While he was coaching youth baseball, he had an idea for using the sport to teach life lessons to help keep young boys off the street. And so, he remortgaged his house (a few times over the years) to put up the money for what became a St. Louis Institution: the Mathews-Dickey Boys & Girls Club. In 1982, President Ronald Reagan pinned the Civilian Medal of Freedom on my grandad (and Mr. Mathews) for his efforts. To this day, I meet men from St. Louis who a ever-grateful for what my grandad taught them – using the game of baseball.
In his mind, and in mine, baseball is the greatest game ever played because it is perfectly suited to provide life instruction. It is that rare game – that only game – that is 100% individual and 100% team.
While Satchel Paige is known to have cleared the field to face batters he knew he could get out (he still needed a catcher), in baseball it takes a team. Yet, unlike basketball, you cannot give the ball to LeBron James every time down the court when the game is on the line. Unlike football, you cannot simply put the game in Peyton Manning’s hands or hand the ball off to Adrian Peterson. In baseball, you are part of a team, but when it’s your turn, you and you alone must step to the plate – you must rise to the occasion.
And that’s part of growing up. That’s part of what America used to be about: rising to the occasion. And that’s baseball. And that’s life.
So, when I cringe at the idea of instant replay being brought into Major League Baseball, it isn’t because I’m some dinosaur who wishes to return to the stone-age. Rather, I see it distorting the beauty of the game and the lessons it yields.
Instant Replay in Baseball is a bad idea because there is no instant replay in life.
Maybe I understand this better as one from the marginalized class. Society (i.e. our Umpire) gets calls wrong all the time. There’s no instant replay.
When a child’s murderer goes free, there’s no instant replay. When a woman’s rapist gets off, there’s no instant replay. Hell: when a Presidential election is miscounted, there is no instant replay.
And, as tragic as those life situations are – and they are tragic – we must continue on as best we can, understanding that sometimes Society misses the call.
As the other major sports moved to instant replay, we lost that sense. We are more apt to dwell on the unfairness of life and become victimized by the bad calls of society. Because we see (and because our children are conditioned to see) the instant replays of the life we idolize in the sports world, we subconsciously expect that life will be so kind to us: that we will be granted a “challenge flag” when someone “gets over on us.” We hope there will be a “booth review” that will give us a second chance to make that “winning score.”
Yet, Society is not so gracious. And, the reality of instant replay creates a false reality for life. That is why I believe instant replay in baseball is a bad idea.

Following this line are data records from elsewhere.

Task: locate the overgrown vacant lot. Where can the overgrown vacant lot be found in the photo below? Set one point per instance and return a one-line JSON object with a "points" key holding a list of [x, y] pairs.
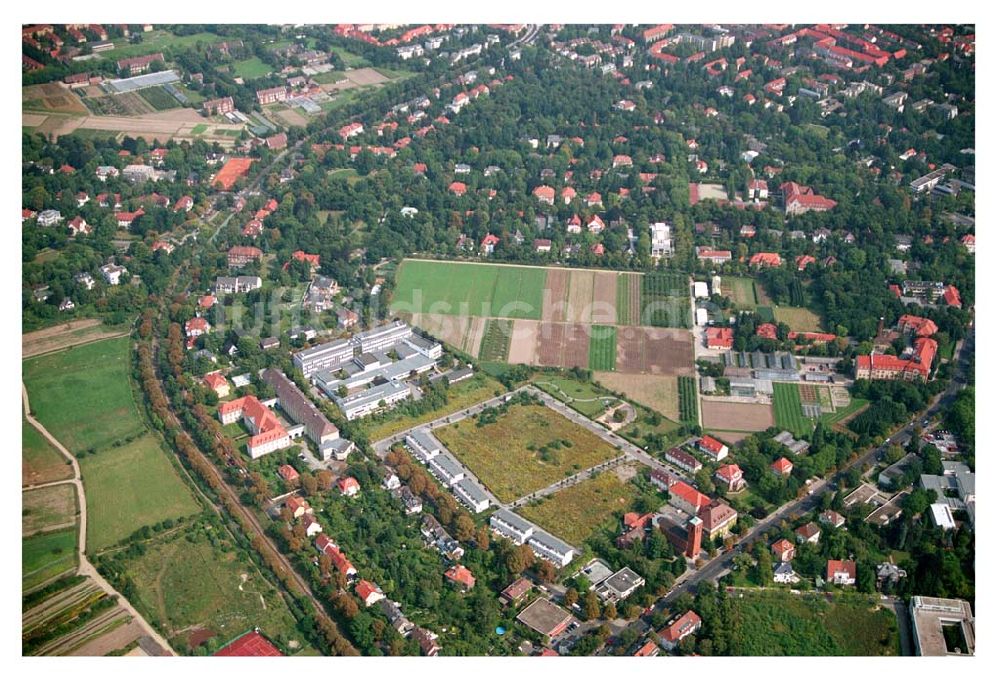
{"points": [[82, 395], [572, 514], [129, 487], [781, 624], [40, 461], [196, 579], [499, 454], [469, 289]]}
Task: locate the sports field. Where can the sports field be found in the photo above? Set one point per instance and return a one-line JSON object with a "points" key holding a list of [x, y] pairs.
{"points": [[591, 503], [603, 347], [47, 555], [527, 448], [129, 487], [40, 461], [194, 582], [82, 395], [797, 319], [469, 289]]}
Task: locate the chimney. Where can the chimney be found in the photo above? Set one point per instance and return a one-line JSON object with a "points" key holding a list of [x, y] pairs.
{"points": [[694, 538]]}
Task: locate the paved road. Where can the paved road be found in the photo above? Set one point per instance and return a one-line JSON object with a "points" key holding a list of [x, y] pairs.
{"points": [[86, 568], [720, 565]]}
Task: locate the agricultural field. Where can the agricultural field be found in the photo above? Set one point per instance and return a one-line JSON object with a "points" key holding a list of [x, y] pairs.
{"points": [[460, 396], [496, 340], [592, 503], [250, 69], [658, 393], [797, 319], [527, 448], [629, 298], [741, 290], [48, 509], [131, 486], [665, 300], [787, 404], [782, 624], [582, 396], [159, 98], [196, 585], [469, 289], [46, 556], [40, 461], [687, 389], [735, 416], [83, 395], [603, 347]]}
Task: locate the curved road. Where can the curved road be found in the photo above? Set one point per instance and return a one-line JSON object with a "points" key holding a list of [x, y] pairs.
{"points": [[86, 568]]}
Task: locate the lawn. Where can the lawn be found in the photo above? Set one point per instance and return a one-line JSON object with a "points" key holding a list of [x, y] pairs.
{"points": [[129, 487], [797, 319], [46, 556], [251, 69], [583, 396], [591, 503], [496, 340], [460, 396], [603, 347], [782, 624], [197, 578], [469, 289], [47, 508], [82, 395], [787, 406], [524, 449], [40, 461]]}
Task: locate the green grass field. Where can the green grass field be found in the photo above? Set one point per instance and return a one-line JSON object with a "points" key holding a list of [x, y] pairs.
{"points": [[46, 556], [591, 503], [129, 487], [40, 461], [460, 396], [797, 319], [82, 395], [498, 453], [583, 396], [782, 624], [197, 578], [469, 289], [251, 69], [496, 340], [787, 407], [603, 347]]}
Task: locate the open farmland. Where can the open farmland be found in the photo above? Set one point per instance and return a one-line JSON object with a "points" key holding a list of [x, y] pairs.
{"points": [[40, 461], [787, 404], [603, 350], [659, 393], [48, 508], [131, 486], [591, 503], [83, 396], [782, 624], [797, 319], [735, 416], [193, 582], [47, 555], [508, 455], [469, 289]]}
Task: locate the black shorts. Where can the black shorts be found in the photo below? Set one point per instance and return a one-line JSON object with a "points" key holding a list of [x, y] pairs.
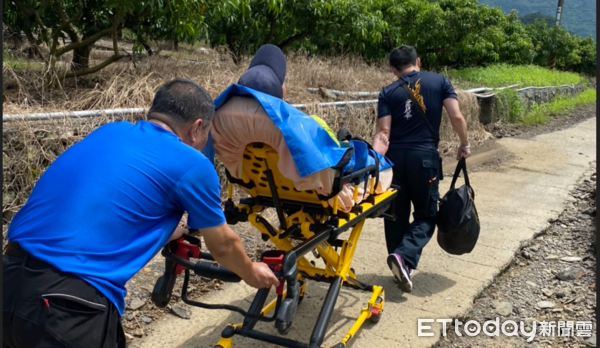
{"points": [[44, 307]]}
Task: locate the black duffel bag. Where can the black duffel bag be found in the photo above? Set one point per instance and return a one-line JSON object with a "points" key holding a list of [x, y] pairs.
{"points": [[457, 219]]}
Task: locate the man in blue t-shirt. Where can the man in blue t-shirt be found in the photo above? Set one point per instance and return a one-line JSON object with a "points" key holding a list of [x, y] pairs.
{"points": [[101, 211], [406, 138]]}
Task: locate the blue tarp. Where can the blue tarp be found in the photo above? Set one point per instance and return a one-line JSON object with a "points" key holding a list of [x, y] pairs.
{"points": [[311, 147]]}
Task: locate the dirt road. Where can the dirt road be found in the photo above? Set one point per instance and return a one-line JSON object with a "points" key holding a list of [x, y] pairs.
{"points": [[515, 201]]}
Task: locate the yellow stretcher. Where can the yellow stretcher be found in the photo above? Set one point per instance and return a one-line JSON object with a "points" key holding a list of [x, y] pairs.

Baseball is the last of the major sports, which can be used to teach young people the parameters of the game of life. The reality that sometimes there are “bad calls” helps us to continue on – understanding that the season is long and this one game doesn’t have to break our chances. We understand that a .300 hitter is one of the Greats, even though he failed seven times. Even if all seven of his failures were because of “bad calls,” he will still be considered one of the Greats.
Instant Replay in baseball is a bad idea because it gives us the false notion that perfection exists in Society. It doesn’t. And it won’t, until we leave this society for the Great Society with God. In the meantime, we must learn to respond…to endure…to overcome the “bad calls” of life. And since sports are our Society’s major instructor to our youth, baseball – without instant replay – remains the last hope for imparting the spirit to overcome life’s “bad calls.”